Remove aggregate and fix sample weight

stefanradev93 · stefanradev93 · commit 22c75d132dd5 · 2025-04-07T20:25:51.000-04:00
diff --git a/bayesflow/networks/consistency_models/consistency_model.py b/bayesflow/networks/consistency_models/consistency_model.py
@@ -7,7 +7,7 @@
 import numpy as np
 
 from bayesflow.types import Tensor
-from bayesflow.utils import find_network, keras_kwargs, serialize_value_or_type, deserialize_value_or_type
+from bayesflow.utils import find_network, keras_kwargs, serialize_value_or_type, deserialize_value_or_type, weighted_sum
 
 
 from ..inference_network import InferenceNetwork
@@ -285,7 +285,9 @@ def consistency_function(self, x: Tensor, t: Tensor, conditions: Tensor = None,
         out = skip * x + out * f
         return out
 
-    def compute_metrics(self, x: Tensor, conditions: Tensor = None, stage: str = "training") -> dict[str, Tensor]:
+    def compute_metrics(
+        self, x: Tensor, conditions: Tensor = None, sample_weight: Tensor = None, stage: str = "training"

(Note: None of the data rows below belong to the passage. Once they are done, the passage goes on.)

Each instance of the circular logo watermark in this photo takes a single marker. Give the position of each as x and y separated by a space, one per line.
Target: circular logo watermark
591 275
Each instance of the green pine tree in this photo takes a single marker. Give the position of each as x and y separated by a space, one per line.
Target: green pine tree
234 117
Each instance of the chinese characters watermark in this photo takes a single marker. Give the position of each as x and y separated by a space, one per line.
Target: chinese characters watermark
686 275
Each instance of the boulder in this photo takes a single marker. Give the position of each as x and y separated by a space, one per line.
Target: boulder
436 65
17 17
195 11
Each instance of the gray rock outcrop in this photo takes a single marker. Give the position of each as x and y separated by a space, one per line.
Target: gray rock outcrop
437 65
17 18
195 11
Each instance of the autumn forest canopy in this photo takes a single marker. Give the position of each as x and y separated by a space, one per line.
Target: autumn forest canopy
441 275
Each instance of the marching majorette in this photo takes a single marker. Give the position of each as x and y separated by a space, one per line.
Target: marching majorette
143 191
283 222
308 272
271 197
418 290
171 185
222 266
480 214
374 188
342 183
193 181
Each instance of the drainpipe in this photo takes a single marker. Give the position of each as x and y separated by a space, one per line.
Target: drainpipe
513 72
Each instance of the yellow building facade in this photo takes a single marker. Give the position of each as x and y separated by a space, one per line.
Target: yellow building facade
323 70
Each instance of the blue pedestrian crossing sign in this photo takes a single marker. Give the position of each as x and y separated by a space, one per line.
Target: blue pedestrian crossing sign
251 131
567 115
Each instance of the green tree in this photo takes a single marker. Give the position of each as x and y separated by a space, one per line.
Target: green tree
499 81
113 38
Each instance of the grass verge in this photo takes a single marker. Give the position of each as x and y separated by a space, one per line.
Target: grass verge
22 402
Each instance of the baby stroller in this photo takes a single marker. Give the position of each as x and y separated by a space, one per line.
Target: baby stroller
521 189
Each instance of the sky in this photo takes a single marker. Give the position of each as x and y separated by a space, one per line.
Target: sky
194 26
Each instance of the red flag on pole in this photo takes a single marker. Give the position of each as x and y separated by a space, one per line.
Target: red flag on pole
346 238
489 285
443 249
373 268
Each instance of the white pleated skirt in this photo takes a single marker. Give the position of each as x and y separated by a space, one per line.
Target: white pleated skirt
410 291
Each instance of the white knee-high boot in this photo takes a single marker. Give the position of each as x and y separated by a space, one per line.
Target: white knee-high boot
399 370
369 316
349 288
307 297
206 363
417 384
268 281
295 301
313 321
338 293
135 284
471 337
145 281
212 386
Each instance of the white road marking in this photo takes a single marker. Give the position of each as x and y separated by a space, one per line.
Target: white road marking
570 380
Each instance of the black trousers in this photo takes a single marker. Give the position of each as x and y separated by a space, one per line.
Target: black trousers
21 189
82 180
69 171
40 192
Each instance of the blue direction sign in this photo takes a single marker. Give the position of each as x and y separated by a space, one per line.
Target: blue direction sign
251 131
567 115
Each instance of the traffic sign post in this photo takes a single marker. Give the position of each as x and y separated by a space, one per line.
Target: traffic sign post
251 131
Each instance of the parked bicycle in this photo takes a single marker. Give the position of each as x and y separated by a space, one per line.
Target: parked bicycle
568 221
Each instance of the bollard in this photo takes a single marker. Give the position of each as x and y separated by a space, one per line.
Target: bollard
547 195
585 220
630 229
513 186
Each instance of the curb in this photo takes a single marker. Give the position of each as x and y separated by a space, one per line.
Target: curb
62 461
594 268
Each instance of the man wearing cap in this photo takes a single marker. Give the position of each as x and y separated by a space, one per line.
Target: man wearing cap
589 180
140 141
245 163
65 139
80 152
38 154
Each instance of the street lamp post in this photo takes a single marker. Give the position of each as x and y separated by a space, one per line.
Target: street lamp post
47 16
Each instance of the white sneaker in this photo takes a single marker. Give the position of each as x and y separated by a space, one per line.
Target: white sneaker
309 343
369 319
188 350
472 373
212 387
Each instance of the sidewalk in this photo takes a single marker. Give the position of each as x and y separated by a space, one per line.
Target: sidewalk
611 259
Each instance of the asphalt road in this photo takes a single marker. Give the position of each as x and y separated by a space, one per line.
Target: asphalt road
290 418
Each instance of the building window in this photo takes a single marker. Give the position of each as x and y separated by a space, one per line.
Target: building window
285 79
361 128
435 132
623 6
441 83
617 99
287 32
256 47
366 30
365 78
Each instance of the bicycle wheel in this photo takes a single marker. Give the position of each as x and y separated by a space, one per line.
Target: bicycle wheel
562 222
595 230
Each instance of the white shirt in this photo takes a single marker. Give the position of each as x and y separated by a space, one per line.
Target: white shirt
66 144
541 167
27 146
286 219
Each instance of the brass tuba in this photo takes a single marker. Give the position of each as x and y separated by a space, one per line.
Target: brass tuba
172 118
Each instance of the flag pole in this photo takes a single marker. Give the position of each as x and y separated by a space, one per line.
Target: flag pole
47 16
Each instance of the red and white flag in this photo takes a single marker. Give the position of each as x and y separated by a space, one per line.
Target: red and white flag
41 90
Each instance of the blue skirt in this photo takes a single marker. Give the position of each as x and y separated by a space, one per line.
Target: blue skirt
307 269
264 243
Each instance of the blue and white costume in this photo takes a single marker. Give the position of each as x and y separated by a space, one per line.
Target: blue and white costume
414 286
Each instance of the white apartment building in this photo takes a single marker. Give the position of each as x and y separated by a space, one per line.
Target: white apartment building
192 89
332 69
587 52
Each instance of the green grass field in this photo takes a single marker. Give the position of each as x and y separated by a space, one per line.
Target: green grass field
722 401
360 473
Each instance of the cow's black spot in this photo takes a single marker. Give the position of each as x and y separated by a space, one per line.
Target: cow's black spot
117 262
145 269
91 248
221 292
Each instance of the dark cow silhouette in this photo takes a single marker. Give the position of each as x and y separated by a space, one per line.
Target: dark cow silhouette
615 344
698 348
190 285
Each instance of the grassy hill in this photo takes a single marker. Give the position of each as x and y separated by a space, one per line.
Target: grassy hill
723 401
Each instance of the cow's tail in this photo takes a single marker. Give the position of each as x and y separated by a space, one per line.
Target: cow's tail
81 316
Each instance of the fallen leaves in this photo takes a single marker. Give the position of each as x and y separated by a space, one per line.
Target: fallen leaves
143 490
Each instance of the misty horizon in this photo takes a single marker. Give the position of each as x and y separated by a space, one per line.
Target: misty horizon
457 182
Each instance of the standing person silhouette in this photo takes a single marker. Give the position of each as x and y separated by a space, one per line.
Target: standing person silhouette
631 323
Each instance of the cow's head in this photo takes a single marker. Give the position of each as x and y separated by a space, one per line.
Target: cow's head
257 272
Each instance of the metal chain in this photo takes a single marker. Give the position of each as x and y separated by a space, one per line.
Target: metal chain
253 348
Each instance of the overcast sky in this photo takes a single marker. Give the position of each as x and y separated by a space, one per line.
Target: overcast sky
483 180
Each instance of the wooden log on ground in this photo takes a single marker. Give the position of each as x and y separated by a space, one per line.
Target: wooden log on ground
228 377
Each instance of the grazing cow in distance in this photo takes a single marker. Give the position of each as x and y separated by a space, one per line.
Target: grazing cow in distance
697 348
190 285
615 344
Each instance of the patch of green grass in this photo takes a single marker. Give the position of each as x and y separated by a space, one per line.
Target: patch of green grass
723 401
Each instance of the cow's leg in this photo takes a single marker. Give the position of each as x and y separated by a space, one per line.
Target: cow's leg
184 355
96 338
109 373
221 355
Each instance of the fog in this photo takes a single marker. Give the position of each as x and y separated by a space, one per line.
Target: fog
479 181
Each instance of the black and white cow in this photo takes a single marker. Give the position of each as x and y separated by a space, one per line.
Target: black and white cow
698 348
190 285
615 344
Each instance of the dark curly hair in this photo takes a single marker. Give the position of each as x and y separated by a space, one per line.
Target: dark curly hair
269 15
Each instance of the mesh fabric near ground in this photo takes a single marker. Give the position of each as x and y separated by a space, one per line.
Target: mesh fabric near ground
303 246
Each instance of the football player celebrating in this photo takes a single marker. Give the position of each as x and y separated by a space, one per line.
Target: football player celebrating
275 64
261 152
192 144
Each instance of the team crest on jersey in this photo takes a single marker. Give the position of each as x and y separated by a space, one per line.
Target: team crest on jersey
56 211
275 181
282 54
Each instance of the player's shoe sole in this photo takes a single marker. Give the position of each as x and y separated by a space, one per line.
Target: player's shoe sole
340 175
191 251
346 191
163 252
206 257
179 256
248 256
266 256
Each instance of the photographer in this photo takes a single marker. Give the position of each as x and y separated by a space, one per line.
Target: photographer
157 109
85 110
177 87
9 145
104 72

+    ) -> dict[str, Tensor]:
         base_metrics = super().compute_metrics(x, conditions=conditions, stage=stage)
 
         # The discretization schedule requires the number of passed training steps.
@@ -328,6 +330,7 @@ def compute_metrics(self, x: Tensor, conditions: Tensor = None, stage: str = "tr
         lam = 1 / (t2 - t1)
 
         # Pseudo-huber loss, see [2], Section 3.3
-        loss = ops.mean(lam * (ops.sqrt(ops.square(teacher_out - student_out) + self.c_huber2) - self.c_huber))
+        loss = lam * (ops.sqrt(ops.square(teacher_out - student_out) + self.c_huber2) - self.c_huber)
+        loss = weighted_sum(loss, sample_weight)
 
         return base_metrics | {"loss": loss}
diff --git a/bayesflow/networks/coupling_flow/coupling_flow.py b/bayesflow/networks/coupling_flow/coupling_flow.py
@@ -2,7 +2,13 @@
 from keras.saving import register_keras_serializable as serializable
 
 from bayesflow.types import Tensor
-from bayesflow.utils import find_permutation, keras_kwargs, serialize_value_or_type, deserialize_value_or_type
+from bayesflow.utils import (
+    find_permutation,
+    keras_kwargs,
+    serialize_value_or_type,
+    deserialize_value_or_type,
+    weighted_sum,
+)
 
 from .actnorm import ActNorm
 from .couplings import DualCoupling
@@ -158,11 +164,9 @@ def _inverse(
     def compute_metrics(
         self, x: Tensor, conditions: Tensor = None, sample_weight: Tensor = None, stage: str = "training"
     ) -> dict[str, Tensor]:
-        if sample_weight is not None:
-            print(sample_weight)
-        base_metrics = super().compute_metrics(x, conditions=conditions, sample_weight=sample_weight, stage=stage)
+        base_metrics = super().compute_metrics(x, conditions=conditions, stage=stage)
 
         z, log_density = self(x, conditions=conditions, inverse=False, density=True)
-        loss = self.aggregate(-log_density, sample_weight)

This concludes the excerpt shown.